Central square, the imagined centre of the city
Christmas and Easter markets, festivals, concerts
Complete reconstruction finished in 2006
Brno’s most significant square, located in its historic centre
The triangular shape of the square, nicknamed Svoboďák, was determined by ancient trade routes and by a stream (more precisely, a city sewer). This place, which was once called Dolní trh and then Velké náměstí (Lower Market and Big Square), was first mentioned in records from the 13th century.
Today it is surrounded by several remarkable buildings. One is the Renaissance Dům pánů z Lipé (House of the Lords of Lipá), with mythological and biblical scenes and grapevine ornamentation gracing its facade. Kleinův palác (Klein Palace) is a Renaissance Revival building with big cast-iron oriel windows that reference the main trade of the Klein family, which once owned ironworks in Sobotín.
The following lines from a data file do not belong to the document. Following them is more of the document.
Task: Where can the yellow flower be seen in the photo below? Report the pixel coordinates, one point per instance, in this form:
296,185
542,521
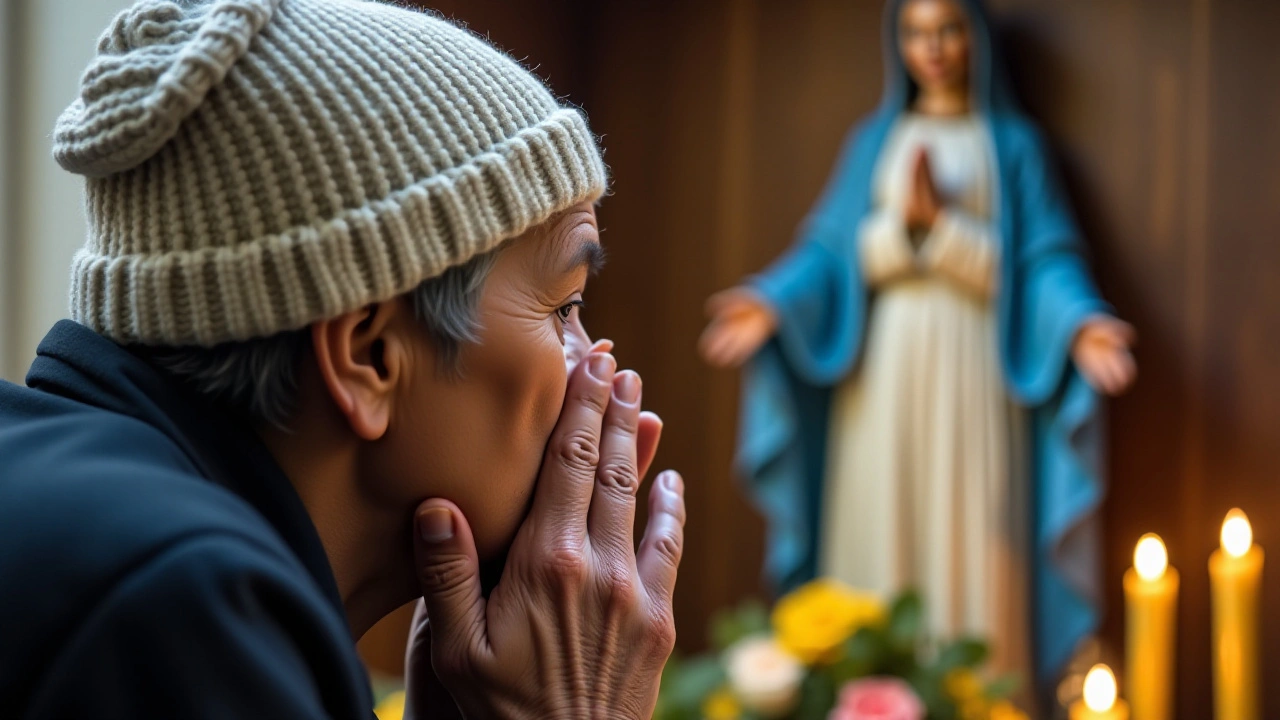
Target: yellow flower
963,684
1005,710
392,707
817,618
721,705
974,709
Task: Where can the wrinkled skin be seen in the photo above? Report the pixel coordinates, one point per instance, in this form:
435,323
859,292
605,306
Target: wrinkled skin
933,39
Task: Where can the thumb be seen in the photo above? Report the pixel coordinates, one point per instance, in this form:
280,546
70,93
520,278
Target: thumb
448,572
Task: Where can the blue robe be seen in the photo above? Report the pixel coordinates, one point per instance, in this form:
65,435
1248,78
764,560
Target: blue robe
1046,294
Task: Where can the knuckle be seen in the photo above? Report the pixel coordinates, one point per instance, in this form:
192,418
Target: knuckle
446,574
621,591
593,400
579,451
567,566
620,473
670,548
662,633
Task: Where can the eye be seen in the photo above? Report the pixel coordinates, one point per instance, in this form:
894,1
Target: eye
566,311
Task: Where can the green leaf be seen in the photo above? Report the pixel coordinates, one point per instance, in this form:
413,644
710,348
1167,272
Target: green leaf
1004,687
864,655
906,621
963,652
728,627
937,703
686,686
817,697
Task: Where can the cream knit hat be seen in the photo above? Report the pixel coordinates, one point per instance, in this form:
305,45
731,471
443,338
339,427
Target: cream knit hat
255,165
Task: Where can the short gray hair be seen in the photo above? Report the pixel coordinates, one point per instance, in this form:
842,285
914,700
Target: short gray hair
259,377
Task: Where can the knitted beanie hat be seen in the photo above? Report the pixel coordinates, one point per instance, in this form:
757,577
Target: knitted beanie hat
255,165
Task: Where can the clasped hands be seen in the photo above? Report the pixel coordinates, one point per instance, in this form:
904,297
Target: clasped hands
741,320
580,623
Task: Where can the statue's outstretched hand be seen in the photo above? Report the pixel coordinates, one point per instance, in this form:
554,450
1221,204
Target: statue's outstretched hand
740,324
1101,351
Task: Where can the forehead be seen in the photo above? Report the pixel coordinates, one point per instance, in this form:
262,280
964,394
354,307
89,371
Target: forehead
931,12
567,241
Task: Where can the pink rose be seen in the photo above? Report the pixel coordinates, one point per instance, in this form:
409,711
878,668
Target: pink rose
878,698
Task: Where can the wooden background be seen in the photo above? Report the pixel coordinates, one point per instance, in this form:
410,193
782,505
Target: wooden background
721,119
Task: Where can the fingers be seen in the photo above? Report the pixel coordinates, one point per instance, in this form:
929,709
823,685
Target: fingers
567,477
723,345
663,540
1109,370
448,573
717,345
647,441
613,504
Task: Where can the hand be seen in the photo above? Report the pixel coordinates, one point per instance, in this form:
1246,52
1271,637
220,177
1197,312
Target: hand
740,324
923,201
1101,351
579,624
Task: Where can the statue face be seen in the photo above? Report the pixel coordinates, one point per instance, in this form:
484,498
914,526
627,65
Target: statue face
933,39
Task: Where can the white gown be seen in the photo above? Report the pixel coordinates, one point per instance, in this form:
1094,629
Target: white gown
924,474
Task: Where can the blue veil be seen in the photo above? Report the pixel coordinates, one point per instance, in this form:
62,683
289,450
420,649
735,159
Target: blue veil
1046,294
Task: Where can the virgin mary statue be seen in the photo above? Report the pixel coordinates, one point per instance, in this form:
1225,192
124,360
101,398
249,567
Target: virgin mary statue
920,393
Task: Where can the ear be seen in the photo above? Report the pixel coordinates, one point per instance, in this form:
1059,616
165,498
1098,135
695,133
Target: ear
360,356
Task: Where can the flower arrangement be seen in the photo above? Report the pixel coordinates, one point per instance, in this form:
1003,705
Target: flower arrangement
831,652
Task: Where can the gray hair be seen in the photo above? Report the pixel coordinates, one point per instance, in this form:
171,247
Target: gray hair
259,377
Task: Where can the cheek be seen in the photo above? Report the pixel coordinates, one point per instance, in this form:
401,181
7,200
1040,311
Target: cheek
511,396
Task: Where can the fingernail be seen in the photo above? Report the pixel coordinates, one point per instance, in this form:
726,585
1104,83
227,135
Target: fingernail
435,524
626,387
600,365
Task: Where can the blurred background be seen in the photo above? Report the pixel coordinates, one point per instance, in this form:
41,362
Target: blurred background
721,119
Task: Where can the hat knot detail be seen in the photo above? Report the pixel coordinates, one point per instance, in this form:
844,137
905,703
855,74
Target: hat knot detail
155,65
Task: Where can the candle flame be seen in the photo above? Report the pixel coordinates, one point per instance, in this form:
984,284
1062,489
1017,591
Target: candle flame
1100,688
1150,559
1237,533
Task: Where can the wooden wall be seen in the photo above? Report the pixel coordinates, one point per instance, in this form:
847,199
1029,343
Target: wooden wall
721,119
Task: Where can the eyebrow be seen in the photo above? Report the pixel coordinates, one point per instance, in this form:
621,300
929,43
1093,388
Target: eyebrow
589,253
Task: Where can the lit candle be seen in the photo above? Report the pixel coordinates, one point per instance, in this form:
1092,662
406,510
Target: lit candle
1235,575
1151,607
1100,700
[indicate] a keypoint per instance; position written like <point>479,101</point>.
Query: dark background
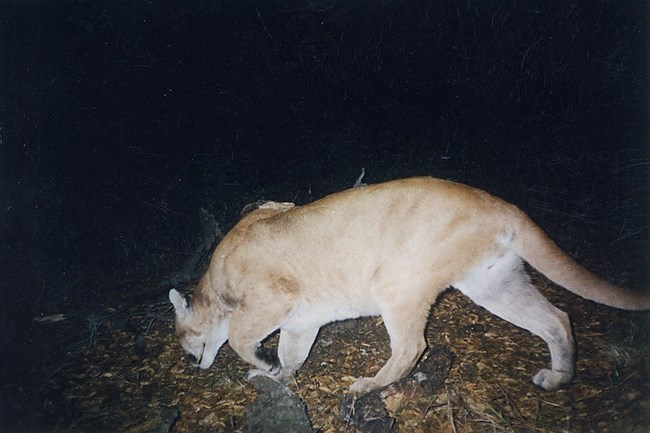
<point>121,120</point>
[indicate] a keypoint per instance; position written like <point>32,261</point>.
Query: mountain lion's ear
<point>180,304</point>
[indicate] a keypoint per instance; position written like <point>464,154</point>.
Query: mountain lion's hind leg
<point>502,287</point>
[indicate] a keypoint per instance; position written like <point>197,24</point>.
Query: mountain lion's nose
<point>191,359</point>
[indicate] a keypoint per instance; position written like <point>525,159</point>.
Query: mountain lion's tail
<point>534,246</point>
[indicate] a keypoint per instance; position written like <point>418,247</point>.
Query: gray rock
<point>276,409</point>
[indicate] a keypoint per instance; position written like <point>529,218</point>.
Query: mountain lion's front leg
<point>405,326</point>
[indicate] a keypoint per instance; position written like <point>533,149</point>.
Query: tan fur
<point>387,249</point>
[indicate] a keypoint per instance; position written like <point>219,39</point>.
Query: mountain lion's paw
<point>551,380</point>
<point>363,385</point>
<point>257,372</point>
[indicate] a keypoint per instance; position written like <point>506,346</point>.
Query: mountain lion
<point>387,249</point>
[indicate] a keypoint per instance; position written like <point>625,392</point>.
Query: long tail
<point>534,246</point>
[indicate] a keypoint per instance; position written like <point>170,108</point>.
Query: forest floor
<point>119,369</point>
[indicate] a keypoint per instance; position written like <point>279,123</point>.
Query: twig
<point>450,414</point>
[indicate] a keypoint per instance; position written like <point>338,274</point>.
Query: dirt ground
<point>120,369</point>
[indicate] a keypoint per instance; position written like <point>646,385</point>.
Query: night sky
<point>122,121</point>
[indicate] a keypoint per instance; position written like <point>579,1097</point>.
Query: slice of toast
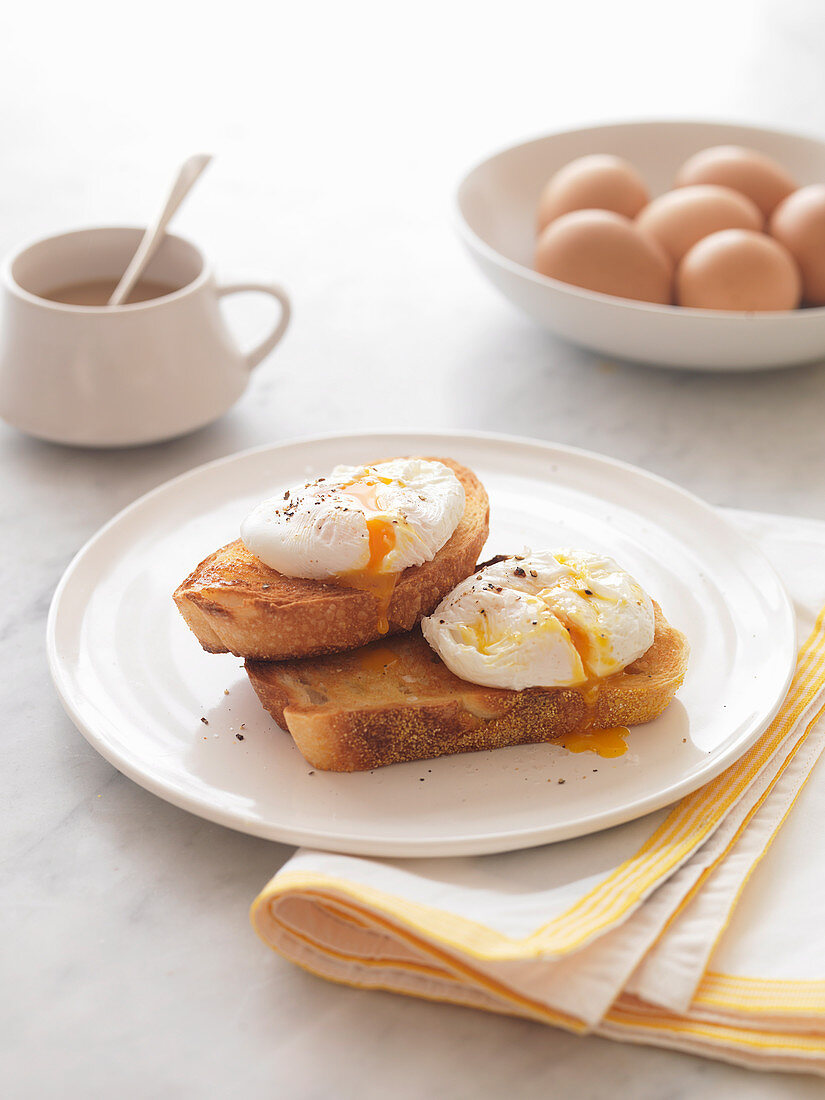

Dům U Čtyř mamlasů (House of Four Giants), with four giants carrying its weight, is another remarkable building, built in 1902 and designed by Alois Prastorfer and Germano Wanderley. The functionalist facade of the Komerční bank by architect Bohuslav Fuchs, which caused quite a stir at the time, is also worthy of mention. Similar controversial reactions were caused by the shining facade of the Omega Palace from 2006 by the architects Tomáš Pilař and Ladislav Kuba.
Four sculptural installations are located in the square, very different in terms of the time of their origin, design, and subject. The early Baroque plague column from 1689 is a reminder of plague outbreaks in Brno. The circular grids of the two bronze fountains feature lines by local poet Jan Skácel. The most controversial installation is the monument made of black granite: a clock from which small marbles fall out every day at 11 a.m. A discrete line on the paving outlines the foundations of the removed Church of St Nicholas.